Cansu and Deniz are two great friends (or so, historians say). They have just one little problem regarding their relationship—they always have such a hard time agreeing on whose dorm they will go to today! They both think that each other's dorm is too far away. Who's going to walk that far in the cold of Ankara winters? To reconcile this small issue, they devised a game where the loser has to come to the winner's dorm.

In this game, they are initially given a number \(n\) which has an even number of digits from \(1\) to \(9\). Each player also has a number of their own (respectively, \(c\) for Cansu and \(d\) for Deniz), initially empty. For the purposes of this problem, you can consider an "empty" number to be equal to \(0\) in value.

Cansu starts, and then they alternate moves. In one move, a player takes either the first or the last digit of \(n\) and adds it to the end of their number, and the digit that wasn't taken is added to the end of their opponent's number. Both digits are removed from \(n\) afterwards, and the game ends when \(n\) becomes empty. The winner is the player whose number is larger. If their numbers are equal, then it's a draw.

As Deniz and Cansu are both smart people, they always know which move is best for them (e. g. they both try to win, and if they can't, they try to draw). With that in mind, can you find out who's going to win today's game?

Input

The first line contains a single integer, \(m\) — the length of the number. It's guaranteed that \(m\) is even.

The next line contains a single integer \(n\) of length \(m\). It's guaranteed that there are no zeroes in \(n\).

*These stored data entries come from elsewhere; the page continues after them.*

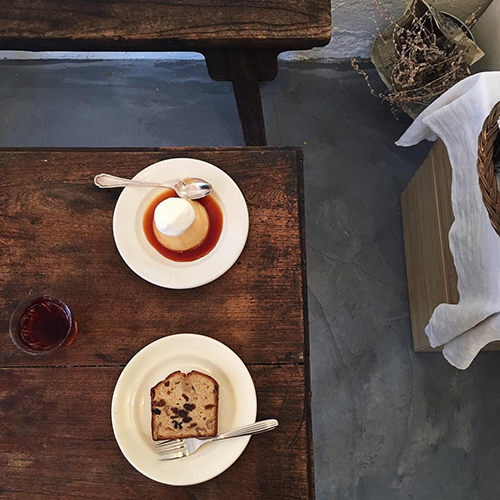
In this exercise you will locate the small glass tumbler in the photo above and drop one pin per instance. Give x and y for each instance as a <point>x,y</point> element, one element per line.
<point>42,324</point>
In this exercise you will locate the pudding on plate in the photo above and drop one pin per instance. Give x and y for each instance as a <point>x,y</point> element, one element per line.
<point>180,225</point>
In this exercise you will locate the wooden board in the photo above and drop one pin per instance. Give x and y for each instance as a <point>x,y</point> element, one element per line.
<point>163,25</point>
<point>56,237</point>
<point>427,219</point>
<point>56,440</point>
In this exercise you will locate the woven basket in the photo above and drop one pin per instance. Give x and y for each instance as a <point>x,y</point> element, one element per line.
<point>485,167</point>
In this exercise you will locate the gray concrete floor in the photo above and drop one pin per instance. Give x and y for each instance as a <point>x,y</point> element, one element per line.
<point>389,424</point>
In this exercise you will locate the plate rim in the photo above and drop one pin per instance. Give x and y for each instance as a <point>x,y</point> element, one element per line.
<point>253,396</point>
<point>229,263</point>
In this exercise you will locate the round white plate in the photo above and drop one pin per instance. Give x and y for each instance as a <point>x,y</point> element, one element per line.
<point>147,262</point>
<point>131,406</point>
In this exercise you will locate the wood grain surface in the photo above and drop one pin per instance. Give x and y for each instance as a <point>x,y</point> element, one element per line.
<point>163,25</point>
<point>56,237</point>
<point>427,219</point>
<point>56,440</point>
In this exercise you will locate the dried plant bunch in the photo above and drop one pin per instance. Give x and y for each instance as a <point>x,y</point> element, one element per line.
<point>422,64</point>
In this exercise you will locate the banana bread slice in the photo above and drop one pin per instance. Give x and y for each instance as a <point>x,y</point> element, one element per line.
<point>184,406</point>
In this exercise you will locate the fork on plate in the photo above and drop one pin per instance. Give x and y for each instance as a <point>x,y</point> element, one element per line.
<point>180,448</point>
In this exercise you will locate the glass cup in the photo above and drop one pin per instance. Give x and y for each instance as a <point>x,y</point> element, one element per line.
<point>42,324</point>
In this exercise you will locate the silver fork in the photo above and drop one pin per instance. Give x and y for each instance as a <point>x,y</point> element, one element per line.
<point>180,448</point>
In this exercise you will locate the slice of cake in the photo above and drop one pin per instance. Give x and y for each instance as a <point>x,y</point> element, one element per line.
<point>184,406</point>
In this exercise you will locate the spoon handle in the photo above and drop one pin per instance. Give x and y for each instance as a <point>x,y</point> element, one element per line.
<point>106,181</point>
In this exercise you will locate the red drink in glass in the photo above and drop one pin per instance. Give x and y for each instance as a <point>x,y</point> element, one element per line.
<point>41,324</point>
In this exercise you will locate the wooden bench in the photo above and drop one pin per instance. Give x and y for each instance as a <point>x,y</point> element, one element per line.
<point>427,219</point>
<point>240,40</point>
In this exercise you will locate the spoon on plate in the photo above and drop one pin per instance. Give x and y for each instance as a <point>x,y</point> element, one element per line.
<point>189,188</point>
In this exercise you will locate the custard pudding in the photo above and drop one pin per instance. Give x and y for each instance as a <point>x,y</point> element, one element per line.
<point>180,225</point>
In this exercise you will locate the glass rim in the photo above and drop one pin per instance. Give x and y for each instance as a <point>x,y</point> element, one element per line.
<point>22,308</point>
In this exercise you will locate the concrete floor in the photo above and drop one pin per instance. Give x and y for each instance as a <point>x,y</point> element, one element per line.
<point>388,424</point>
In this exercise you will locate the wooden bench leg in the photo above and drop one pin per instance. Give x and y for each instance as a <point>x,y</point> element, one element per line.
<point>244,76</point>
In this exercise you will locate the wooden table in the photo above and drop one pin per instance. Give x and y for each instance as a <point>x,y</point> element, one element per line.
<point>240,40</point>
<point>56,236</point>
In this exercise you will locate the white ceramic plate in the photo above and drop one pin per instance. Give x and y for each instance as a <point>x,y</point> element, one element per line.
<point>131,406</point>
<point>147,262</point>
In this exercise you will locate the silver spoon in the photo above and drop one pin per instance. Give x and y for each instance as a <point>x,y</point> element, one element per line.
<point>189,188</point>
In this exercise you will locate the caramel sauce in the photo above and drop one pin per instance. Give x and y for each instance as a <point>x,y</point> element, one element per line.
<point>214,231</point>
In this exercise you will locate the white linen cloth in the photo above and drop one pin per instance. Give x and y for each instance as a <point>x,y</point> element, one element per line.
<point>457,118</point>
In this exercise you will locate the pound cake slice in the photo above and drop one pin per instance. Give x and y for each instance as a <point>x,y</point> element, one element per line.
<point>184,406</point>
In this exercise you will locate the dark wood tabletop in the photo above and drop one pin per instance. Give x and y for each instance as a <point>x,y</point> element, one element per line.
<point>56,438</point>
<point>161,25</point>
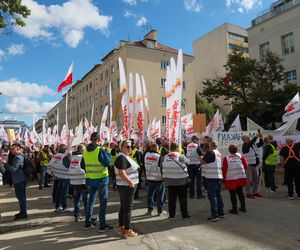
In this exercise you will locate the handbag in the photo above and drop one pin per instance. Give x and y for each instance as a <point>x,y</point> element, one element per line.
<point>187,179</point>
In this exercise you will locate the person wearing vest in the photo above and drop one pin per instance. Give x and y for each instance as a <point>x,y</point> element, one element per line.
<point>18,178</point>
<point>77,180</point>
<point>113,155</point>
<point>234,177</point>
<point>290,159</point>
<point>137,156</point>
<point>270,160</point>
<point>250,150</point>
<point>193,153</point>
<point>211,164</point>
<point>126,170</point>
<point>95,162</point>
<point>175,175</point>
<point>44,158</point>
<point>156,187</point>
<point>60,167</point>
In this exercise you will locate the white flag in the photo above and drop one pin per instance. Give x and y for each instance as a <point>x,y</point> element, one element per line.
<point>236,125</point>
<point>292,110</point>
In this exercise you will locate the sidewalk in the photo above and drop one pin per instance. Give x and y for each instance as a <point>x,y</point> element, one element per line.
<point>272,222</point>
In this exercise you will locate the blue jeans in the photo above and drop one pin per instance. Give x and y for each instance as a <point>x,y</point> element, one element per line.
<point>157,189</point>
<point>61,193</point>
<point>20,191</point>
<point>42,180</point>
<point>102,189</point>
<point>79,194</point>
<point>214,196</point>
<point>270,172</point>
<point>195,173</point>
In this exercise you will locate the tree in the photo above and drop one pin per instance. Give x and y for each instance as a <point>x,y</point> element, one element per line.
<point>252,87</point>
<point>203,106</point>
<point>11,13</point>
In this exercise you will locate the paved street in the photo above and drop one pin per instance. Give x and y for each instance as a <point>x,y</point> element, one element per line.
<point>272,222</point>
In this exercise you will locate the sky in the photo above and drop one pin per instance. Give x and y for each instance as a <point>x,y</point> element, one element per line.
<point>34,59</point>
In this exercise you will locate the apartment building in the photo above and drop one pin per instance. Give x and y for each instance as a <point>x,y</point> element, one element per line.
<point>147,57</point>
<point>211,52</point>
<point>277,29</point>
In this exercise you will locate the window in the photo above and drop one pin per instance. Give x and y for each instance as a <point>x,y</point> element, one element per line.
<point>163,64</point>
<point>237,37</point>
<point>163,119</point>
<point>162,82</point>
<point>233,47</point>
<point>263,51</point>
<point>287,44</point>
<point>291,76</point>
<point>163,101</point>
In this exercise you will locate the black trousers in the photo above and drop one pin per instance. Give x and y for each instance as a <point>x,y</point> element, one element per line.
<point>181,192</point>
<point>126,194</point>
<point>293,176</point>
<point>233,197</point>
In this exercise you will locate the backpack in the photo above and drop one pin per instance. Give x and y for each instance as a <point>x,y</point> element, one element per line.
<point>28,167</point>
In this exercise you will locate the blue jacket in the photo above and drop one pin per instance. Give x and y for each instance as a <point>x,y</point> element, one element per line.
<point>16,169</point>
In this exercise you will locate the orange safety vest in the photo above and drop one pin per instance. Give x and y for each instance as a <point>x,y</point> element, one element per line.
<point>291,155</point>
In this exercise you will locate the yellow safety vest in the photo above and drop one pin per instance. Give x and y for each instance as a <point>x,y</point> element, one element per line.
<point>133,157</point>
<point>45,159</point>
<point>272,159</point>
<point>94,169</point>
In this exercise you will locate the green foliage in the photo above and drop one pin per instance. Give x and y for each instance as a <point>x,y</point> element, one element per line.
<point>203,106</point>
<point>12,13</point>
<point>255,89</point>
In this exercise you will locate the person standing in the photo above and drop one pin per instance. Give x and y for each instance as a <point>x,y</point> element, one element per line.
<point>18,178</point>
<point>77,180</point>
<point>212,170</point>
<point>44,158</point>
<point>61,165</point>
<point>290,159</point>
<point>193,154</point>
<point>234,177</point>
<point>270,159</point>
<point>95,162</point>
<point>250,150</point>
<point>156,187</point>
<point>127,177</point>
<point>175,175</point>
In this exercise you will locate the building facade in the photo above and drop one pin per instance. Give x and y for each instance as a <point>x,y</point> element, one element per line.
<point>211,52</point>
<point>278,30</point>
<point>148,58</point>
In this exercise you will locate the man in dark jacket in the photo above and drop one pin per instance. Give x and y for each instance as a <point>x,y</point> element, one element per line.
<point>18,179</point>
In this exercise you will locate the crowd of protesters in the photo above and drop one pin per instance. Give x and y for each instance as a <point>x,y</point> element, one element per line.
<point>168,170</point>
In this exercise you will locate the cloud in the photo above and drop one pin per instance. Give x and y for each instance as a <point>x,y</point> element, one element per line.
<point>69,19</point>
<point>22,105</point>
<point>142,21</point>
<point>15,88</point>
<point>16,49</point>
<point>193,5</point>
<point>130,2</point>
<point>244,5</point>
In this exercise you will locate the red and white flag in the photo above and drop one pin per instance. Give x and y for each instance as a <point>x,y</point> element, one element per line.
<point>68,79</point>
<point>292,110</point>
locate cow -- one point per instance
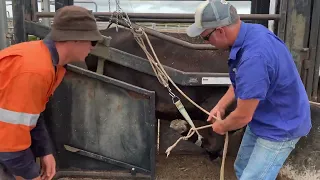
(177, 57)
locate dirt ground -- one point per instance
(189, 167)
(192, 167)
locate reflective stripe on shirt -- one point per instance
(18, 117)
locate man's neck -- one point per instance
(62, 51)
(235, 32)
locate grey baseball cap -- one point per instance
(212, 14)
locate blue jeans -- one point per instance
(260, 159)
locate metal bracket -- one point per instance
(305, 57)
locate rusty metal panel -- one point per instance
(312, 56)
(304, 163)
(111, 123)
(297, 29)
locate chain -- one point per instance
(109, 6)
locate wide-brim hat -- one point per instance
(75, 23)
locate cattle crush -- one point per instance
(112, 119)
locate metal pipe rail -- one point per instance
(169, 38)
(172, 15)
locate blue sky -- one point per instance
(137, 6)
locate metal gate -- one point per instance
(99, 123)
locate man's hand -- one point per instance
(48, 167)
(214, 112)
(217, 126)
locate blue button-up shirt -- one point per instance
(261, 67)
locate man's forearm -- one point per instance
(41, 141)
(227, 99)
(235, 121)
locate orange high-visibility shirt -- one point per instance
(27, 80)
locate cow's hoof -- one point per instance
(179, 125)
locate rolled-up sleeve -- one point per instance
(252, 78)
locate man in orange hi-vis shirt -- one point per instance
(29, 74)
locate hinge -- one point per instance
(305, 57)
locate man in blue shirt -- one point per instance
(271, 98)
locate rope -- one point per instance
(164, 79)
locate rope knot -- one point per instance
(137, 32)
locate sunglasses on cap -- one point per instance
(94, 43)
(207, 37)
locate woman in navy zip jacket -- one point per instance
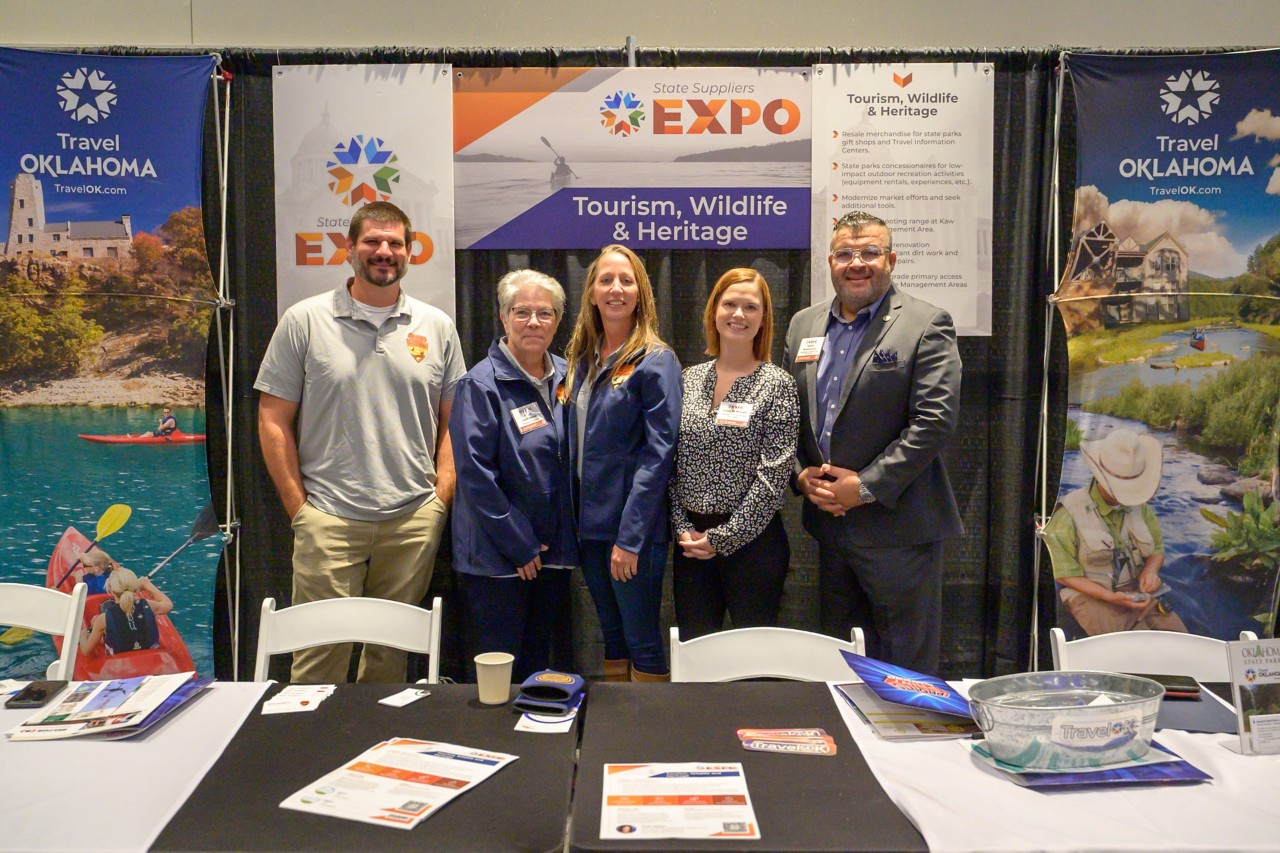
(626, 393)
(513, 537)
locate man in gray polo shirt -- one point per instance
(353, 422)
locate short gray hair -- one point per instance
(856, 220)
(512, 282)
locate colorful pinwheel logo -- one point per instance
(362, 170)
(621, 113)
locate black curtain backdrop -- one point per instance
(990, 576)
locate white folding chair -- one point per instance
(49, 611)
(763, 653)
(1156, 652)
(350, 620)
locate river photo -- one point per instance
(1207, 395)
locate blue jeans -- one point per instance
(630, 612)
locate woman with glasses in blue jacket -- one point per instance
(513, 538)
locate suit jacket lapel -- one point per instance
(876, 332)
(817, 329)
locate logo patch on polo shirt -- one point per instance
(416, 346)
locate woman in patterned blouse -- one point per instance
(737, 445)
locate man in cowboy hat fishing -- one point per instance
(1105, 541)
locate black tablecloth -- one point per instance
(801, 802)
(522, 807)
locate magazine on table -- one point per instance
(895, 721)
(115, 708)
(900, 685)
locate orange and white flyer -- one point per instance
(677, 801)
(398, 783)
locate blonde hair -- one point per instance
(763, 342)
(586, 332)
(123, 585)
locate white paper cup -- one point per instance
(493, 676)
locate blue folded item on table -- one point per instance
(549, 692)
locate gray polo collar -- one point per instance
(344, 304)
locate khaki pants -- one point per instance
(1097, 616)
(342, 557)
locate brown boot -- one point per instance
(636, 675)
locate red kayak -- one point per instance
(172, 438)
(99, 666)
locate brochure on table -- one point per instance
(398, 783)
(118, 708)
(1256, 688)
(676, 801)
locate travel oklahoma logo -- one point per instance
(1189, 96)
(362, 170)
(86, 95)
(621, 113)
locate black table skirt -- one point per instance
(801, 802)
(237, 806)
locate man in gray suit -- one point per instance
(878, 374)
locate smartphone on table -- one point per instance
(36, 694)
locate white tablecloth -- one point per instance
(959, 804)
(82, 794)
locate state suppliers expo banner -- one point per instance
(912, 144)
(1171, 302)
(658, 158)
(105, 305)
(350, 135)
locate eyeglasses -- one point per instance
(869, 254)
(525, 315)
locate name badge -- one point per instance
(528, 418)
(734, 414)
(809, 350)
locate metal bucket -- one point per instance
(1063, 720)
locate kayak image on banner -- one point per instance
(1170, 296)
(659, 158)
(105, 306)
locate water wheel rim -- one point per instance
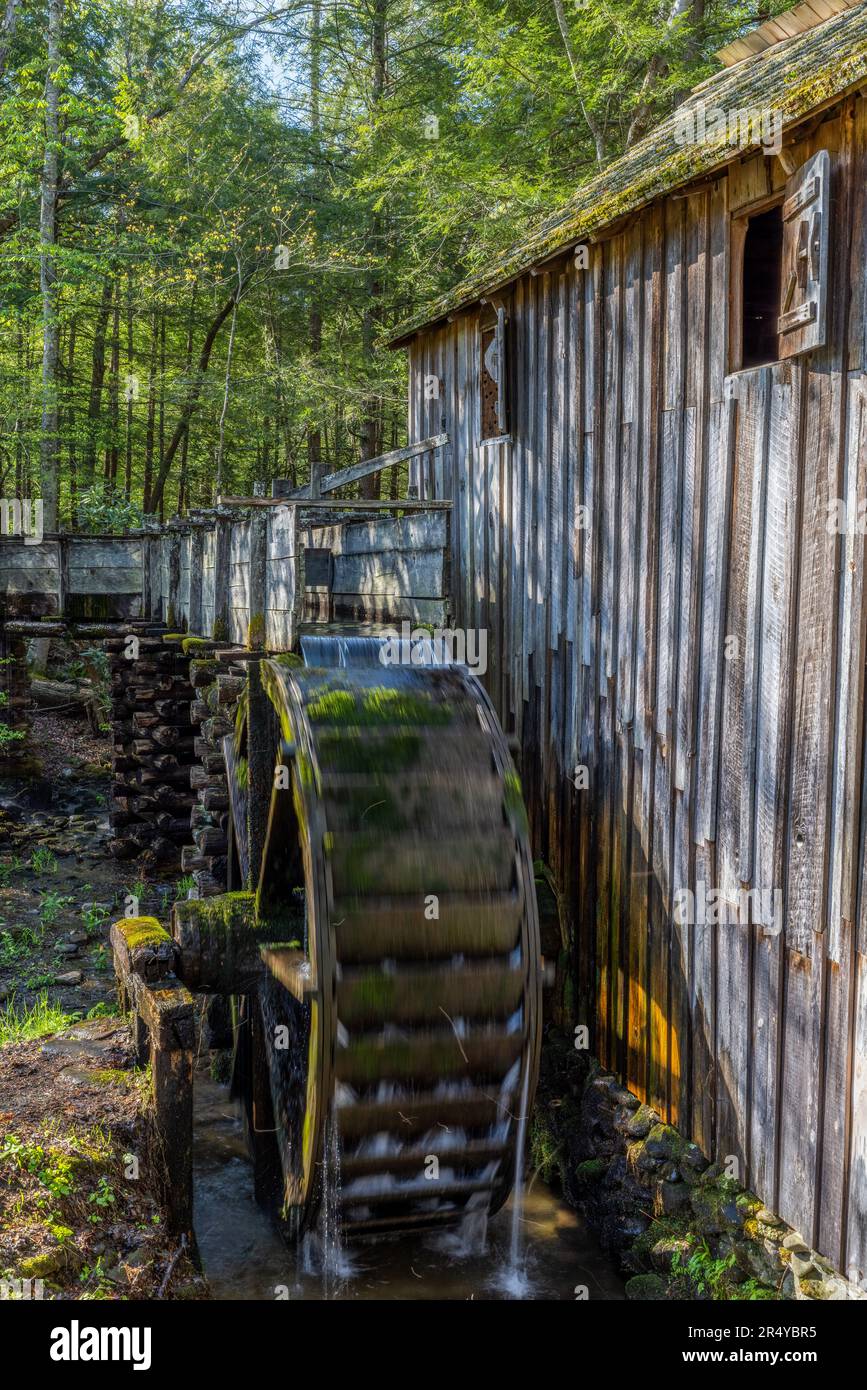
(289, 691)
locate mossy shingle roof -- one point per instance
(794, 78)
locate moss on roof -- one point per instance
(792, 78)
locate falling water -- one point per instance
(323, 1250)
(513, 1278)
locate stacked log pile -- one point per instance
(218, 681)
(152, 747)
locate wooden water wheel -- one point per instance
(398, 1018)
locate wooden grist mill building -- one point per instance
(657, 462)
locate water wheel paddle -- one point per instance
(399, 1009)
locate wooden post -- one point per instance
(221, 581)
(174, 580)
(195, 601)
(259, 556)
(298, 580)
(261, 741)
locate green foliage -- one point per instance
(325, 210)
(52, 906)
(21, 1023)
(103, 510)
(42, 861)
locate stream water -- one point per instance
(246, 1258)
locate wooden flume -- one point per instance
(389, 959)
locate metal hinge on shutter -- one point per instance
(802, 323)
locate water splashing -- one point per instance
(513, 1279)
(323, 1251)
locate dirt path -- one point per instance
(79, 1187)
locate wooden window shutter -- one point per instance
(803, 310)
(493, 377)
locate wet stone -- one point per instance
(795, 1241)
(641, 1122)
(767, 1216)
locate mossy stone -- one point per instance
(646, 1289)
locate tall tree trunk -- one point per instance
(188, 362)
(314, 435)
(195, 389)
(49, 442)
(370, 487)
(70, 417)
(7, 32)
(161, 405)
(97, 378)
(596, 131)
(225, 406)
(152, 407)
(132, 389)
(114, 380)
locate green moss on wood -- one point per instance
(142, 931)
(256, 631)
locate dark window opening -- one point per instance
(491, 391)
(760, 288)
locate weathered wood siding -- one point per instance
(388, 569)
(78, 576)
(699, 645)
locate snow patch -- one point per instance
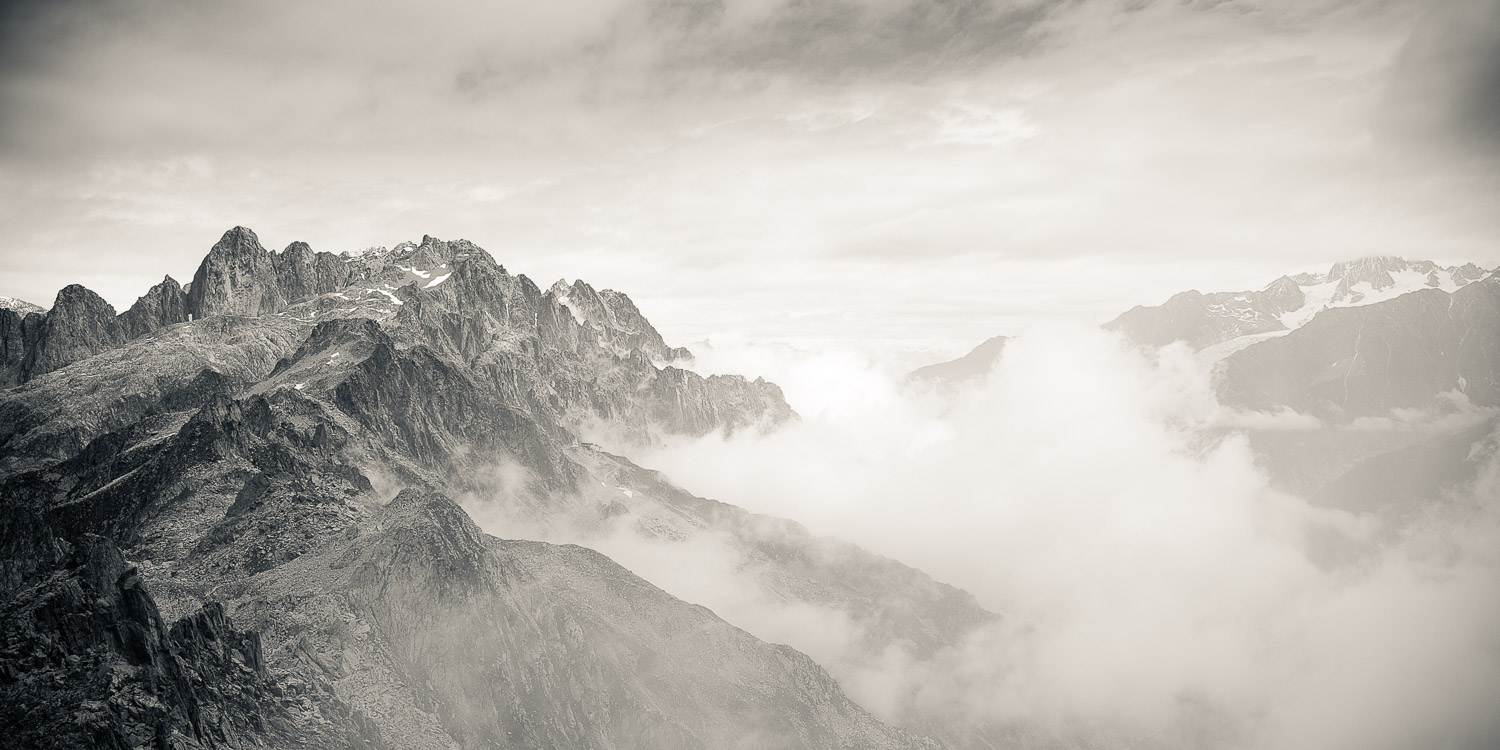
(389, 294)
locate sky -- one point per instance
(903, 177)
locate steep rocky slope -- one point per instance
(248, 459)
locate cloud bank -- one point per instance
(1154, 588)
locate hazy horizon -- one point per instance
(881, 176)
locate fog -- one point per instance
(791, 171)
(1152, 587)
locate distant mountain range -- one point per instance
(1356, 347)
(230, 516)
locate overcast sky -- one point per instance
(906, 176)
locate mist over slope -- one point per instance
(1155, 587)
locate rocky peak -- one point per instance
(78, 326)
(162, 305)
(236, 278)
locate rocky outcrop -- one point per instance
(251, 461)
(86, 660)
(78, 326)
(302, 273)
(236, 278)
(18, 306)
(1203, 320)
(1356, 362)
(164, 305)
(531, 645)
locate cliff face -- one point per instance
(87, 662)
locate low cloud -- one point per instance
(1152, 585)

• \(2 \le m \le 2 \cdot 10^5\)

Output

Print the result of the game if both players play optimally. If Cansu wins, print Cansu. If Deniz wins, print Deniz. If it's a draw, print Draw.

Example

Input 1:

6
138521

Output 1:

Deniz

Input 2:

4
6776

Output 2:

Draw

Explanation

Input 1:

One of the possible games Cansu and Deniz can play:

• Cansu picks the last digit in \(m\): \(c = 1\), \(d = 1\), \(m = 3852\)
• Deniz picks the first digit in \(m\): \(c = 12\), \(d = 13\), \(m = 85\)
• Cansu picks the last digit in \(m\): \(c = 125\), \(d = 138\), \(m\) is now empty.

Deniz wins because \(c = 125 < 138 = d\). Neither of the players follows any strategy in this particular exemplary game, so it doesn't show that Deniz wins if both play optimally.